- Belgian film poster
- Directed by: Enzo Barboni
- Screenplay by: Mario di Nardo; Franco Rossetti;
- Story by: Franco Rossetti
- Produced by: Manolo Bolognini
- Starring: Leonard Mann; Woody Strode; Peter Martell; Luca Montefiori; Helmuth Schneider; Lucio Rosato; Alain Naya; Ewelin Stewart;
- Cinematography: Mario Montuori
- Edited by: Eugenio Alabiso
- Music by: Riz Ortolani
- Production companies: B.R.C. Produzione Film; Produzioni Atlas Consorziate (P.A.C.);
- Distributed by: Produzioni Atlas Consorziate (P.A.C.)
- Release date: 1970;
- Running time: 95 minutes
- Country: Italy

= The Unholy Four (1970 film) =

1970 film

The Unholy Four (Italian: Ciakmull (L'uomo della vendetta), lit. "Ciakmull (The vengeful man)"), also known as Chuck Mool, is a 1970 Italian Spaghetti Western. The film represents the directorial debut of Enzo Barboni, who was, until then, a respected cinematographer. He replaced Ferdinando Baldi, who was fired by the producer Manolo Bolognini because of his insistence in wanting to engage the actress Annabella Incontrera in the role of Sheila.

==Plot==
When a violent gang robs a bank, they also commit arson because the diversion eases their getaway. While the local prison is burning, four of its inmates profit from the general turmoil too. Among the four escapees is Chuck Mool, a young man suffering with amnesia, who only remembers about his previous life that he has been home in the town Oxaca. For lack of a better idea all the fugitives go there. It shows that Mool is not forgotten in Oxaca. Lion Udo, the father of one of the bankrobbers, recognizes Mool. He, whose clan has a feud with Mool's family, takes advantage of his condition by turning him against his own kin. Before this plan works out, Mool is warned in time by one of his fellow fugitives. Mool contacts his half-brother Alan and his father John Caldwell. Only then he learns what caused his amnesia and why he'd ended up in prison. It was Alan who once mistreated Mool and ran a scheme to put him away.
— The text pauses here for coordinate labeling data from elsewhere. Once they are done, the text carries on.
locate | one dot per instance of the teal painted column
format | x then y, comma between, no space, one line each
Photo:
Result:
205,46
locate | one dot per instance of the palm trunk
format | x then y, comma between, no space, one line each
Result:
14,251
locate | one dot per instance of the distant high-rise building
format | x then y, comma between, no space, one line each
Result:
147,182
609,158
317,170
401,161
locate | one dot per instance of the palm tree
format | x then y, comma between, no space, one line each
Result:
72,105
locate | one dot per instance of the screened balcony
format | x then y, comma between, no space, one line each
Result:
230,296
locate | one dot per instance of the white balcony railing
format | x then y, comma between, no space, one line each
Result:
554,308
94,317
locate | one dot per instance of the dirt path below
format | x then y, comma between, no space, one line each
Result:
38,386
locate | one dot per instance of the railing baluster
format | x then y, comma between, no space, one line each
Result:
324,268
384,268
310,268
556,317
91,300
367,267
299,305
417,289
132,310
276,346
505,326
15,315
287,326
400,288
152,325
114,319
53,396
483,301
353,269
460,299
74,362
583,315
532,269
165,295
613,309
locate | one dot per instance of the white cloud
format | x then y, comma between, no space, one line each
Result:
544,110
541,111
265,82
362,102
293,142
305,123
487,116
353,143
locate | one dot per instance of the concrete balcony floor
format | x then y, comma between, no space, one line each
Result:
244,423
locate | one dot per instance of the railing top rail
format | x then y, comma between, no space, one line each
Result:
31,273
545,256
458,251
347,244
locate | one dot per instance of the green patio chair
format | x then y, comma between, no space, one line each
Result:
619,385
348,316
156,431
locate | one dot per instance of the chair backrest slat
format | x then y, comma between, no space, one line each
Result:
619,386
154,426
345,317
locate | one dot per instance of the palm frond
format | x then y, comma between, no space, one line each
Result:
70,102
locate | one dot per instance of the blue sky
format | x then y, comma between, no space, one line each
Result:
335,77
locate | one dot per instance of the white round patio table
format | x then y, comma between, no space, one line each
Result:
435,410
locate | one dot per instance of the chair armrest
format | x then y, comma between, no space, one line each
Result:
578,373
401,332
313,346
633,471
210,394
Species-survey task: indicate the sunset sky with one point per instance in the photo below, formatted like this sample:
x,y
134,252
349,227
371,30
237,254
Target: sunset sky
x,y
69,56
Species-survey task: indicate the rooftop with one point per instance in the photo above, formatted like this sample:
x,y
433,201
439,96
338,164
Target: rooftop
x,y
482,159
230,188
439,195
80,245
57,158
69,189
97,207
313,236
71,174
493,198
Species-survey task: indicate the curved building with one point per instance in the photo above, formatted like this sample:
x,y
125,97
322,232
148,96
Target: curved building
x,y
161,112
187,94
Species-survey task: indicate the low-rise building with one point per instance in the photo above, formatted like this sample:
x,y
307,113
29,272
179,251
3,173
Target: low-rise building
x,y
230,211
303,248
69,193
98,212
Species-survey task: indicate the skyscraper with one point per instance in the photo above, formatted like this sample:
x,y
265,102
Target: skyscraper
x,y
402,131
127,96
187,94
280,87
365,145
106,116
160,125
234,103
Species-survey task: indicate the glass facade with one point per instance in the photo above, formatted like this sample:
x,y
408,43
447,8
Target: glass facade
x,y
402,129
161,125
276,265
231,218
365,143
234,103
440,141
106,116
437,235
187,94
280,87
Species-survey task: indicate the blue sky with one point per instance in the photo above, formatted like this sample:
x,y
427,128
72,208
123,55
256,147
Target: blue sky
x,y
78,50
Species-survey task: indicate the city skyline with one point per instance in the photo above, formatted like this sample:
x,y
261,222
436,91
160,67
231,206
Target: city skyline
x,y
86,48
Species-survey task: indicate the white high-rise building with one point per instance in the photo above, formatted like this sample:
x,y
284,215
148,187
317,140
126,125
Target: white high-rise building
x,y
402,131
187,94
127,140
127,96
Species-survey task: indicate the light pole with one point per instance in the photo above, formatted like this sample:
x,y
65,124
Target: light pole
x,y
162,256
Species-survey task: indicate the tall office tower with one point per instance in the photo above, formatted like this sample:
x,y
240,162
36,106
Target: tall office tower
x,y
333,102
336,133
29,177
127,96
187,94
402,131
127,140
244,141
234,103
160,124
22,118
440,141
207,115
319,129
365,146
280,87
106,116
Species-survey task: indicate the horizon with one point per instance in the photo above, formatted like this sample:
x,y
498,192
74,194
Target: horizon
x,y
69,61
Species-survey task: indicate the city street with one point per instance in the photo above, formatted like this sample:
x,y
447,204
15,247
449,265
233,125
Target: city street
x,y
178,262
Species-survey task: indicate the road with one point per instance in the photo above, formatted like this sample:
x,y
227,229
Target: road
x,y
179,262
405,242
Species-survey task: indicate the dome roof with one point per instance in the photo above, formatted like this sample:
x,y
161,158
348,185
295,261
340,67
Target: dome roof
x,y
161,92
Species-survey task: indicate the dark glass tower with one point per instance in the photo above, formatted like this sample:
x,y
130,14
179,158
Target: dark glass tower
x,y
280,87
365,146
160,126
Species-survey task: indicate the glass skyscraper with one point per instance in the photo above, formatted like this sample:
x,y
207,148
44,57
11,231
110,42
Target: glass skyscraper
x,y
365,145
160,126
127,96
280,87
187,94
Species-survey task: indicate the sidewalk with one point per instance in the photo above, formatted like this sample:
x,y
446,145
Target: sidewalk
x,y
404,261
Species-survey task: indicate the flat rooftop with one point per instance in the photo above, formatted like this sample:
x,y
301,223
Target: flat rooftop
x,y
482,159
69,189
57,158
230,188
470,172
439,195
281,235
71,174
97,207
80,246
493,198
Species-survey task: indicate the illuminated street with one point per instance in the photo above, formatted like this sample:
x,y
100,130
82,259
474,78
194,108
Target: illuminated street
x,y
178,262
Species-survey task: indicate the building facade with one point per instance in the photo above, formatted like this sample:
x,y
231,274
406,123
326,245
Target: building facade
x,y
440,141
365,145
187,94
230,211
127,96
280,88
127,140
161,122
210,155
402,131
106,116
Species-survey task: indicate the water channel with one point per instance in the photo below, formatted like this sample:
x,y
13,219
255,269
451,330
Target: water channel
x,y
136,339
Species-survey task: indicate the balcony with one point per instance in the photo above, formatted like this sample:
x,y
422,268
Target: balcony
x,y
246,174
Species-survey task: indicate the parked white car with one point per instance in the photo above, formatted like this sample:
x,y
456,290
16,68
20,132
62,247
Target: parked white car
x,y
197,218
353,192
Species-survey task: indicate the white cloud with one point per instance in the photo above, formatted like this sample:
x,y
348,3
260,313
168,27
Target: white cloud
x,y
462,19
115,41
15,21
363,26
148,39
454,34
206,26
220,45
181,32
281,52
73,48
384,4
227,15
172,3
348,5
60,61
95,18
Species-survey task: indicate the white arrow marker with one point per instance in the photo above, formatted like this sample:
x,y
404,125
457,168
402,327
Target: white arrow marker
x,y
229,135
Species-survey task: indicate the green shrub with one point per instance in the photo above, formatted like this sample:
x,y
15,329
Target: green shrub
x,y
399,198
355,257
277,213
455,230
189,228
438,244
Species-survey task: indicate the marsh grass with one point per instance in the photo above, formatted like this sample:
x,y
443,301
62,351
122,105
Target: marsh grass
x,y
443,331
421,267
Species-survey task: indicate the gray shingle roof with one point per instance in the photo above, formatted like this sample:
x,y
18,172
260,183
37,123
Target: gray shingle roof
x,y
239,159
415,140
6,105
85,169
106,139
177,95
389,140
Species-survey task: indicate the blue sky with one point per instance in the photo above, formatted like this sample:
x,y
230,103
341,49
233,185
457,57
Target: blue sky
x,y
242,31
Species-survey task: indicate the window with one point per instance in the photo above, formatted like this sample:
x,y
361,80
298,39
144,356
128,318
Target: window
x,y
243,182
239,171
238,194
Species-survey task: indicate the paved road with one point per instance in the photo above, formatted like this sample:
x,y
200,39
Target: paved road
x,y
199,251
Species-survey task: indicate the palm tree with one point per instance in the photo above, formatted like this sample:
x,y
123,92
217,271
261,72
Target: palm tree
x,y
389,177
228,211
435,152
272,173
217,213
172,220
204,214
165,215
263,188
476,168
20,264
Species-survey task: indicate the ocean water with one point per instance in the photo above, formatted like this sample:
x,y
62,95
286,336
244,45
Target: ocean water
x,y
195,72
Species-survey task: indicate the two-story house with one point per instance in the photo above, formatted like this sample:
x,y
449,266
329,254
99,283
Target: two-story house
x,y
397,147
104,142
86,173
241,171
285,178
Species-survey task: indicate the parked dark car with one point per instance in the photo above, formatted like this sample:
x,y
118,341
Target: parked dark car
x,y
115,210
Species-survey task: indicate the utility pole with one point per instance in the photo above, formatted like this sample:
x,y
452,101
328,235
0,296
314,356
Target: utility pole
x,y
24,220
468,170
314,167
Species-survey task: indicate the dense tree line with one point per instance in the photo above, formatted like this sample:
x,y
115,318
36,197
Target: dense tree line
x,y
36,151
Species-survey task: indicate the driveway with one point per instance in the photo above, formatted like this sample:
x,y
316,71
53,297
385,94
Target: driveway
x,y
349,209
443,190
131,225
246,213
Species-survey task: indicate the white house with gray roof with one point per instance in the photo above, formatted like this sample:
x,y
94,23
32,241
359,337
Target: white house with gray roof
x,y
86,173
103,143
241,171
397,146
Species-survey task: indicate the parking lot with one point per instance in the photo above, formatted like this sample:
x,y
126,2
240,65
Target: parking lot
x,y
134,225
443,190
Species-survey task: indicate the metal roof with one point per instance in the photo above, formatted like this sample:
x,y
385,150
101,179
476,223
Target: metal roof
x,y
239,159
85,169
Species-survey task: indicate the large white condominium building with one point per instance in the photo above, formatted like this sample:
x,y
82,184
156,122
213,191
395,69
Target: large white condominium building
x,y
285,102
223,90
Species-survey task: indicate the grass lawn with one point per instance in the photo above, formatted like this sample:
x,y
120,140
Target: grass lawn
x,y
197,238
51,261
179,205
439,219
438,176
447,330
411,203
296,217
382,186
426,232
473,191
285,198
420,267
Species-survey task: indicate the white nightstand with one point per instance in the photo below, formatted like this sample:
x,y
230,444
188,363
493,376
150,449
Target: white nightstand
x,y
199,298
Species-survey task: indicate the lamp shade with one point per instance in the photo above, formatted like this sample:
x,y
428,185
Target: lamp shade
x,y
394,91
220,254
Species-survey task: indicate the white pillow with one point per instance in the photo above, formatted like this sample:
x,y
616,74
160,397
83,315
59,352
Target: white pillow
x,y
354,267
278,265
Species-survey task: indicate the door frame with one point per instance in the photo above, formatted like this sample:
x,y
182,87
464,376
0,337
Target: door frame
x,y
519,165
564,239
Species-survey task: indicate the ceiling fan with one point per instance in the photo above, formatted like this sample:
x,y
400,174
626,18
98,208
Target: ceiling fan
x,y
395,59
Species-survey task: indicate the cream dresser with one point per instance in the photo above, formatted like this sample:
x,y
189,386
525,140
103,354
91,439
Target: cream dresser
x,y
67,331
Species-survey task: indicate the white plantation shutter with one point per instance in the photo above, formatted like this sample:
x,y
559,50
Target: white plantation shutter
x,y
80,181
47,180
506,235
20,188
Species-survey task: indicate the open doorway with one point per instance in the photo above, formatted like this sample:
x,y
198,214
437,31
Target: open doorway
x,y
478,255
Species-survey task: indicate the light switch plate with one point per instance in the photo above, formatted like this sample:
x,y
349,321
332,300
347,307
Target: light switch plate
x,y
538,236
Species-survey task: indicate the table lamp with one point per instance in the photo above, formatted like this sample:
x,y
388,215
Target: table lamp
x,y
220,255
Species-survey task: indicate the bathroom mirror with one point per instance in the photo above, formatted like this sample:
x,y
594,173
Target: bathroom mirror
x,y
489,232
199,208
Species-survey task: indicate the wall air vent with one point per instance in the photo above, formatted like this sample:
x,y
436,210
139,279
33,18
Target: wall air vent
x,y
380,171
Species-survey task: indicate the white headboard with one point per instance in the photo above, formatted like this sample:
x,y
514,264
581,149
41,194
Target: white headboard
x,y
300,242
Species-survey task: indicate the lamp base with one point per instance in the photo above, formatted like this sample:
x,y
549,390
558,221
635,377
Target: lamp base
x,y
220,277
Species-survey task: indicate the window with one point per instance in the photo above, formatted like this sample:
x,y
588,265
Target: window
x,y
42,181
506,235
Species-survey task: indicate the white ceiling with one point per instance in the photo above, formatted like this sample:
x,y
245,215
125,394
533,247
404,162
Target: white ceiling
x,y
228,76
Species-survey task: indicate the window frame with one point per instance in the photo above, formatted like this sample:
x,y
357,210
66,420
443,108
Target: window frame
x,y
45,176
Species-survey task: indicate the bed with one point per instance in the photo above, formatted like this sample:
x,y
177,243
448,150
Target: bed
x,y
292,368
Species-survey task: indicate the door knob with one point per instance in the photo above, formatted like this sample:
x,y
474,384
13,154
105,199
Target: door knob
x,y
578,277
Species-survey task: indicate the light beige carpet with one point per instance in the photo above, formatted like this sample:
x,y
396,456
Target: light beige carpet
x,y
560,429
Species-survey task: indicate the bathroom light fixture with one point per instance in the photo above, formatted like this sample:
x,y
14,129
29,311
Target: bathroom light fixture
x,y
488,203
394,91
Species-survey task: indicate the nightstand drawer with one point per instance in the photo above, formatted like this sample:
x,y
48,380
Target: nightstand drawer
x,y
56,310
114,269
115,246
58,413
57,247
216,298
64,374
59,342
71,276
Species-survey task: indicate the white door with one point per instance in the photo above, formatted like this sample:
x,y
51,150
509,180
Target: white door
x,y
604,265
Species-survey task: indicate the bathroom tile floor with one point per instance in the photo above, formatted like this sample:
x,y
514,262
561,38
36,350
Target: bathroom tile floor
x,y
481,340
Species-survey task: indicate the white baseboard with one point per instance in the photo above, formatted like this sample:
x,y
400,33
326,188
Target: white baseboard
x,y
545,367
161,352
He hates Mool since he knows that he is not the son of John Caldwell, but the child of a rapist.

== Cast ==
- Leonard Mann as Chuck Mool
- Woody Strode as Woody
- Peter Martell as Silver
- Helmuth Schneider as Joe Caldwell
- George Eastman as Hondo
- Ida Galli as Sheila
- Alain Naya as Alan Caldwell
- Dino Strano as Sam
- Andrea Aureli as Santiago
- Enzo Fiermonte as Sheriff
- Giuseppe Lauricella as Udo
- Romano Puppo as Burt
- Lucio Rosato as Tom Udo
- Luciano Rossi as Fair Poker Player
- Giovanni Cianfriglia as Saloon Brawler
- Claudio Scarchilli as Saloon Brawler

==Releases==
Wild East Productions released this on a limited edition DVD in 2007 with The Forgotten Pistolero.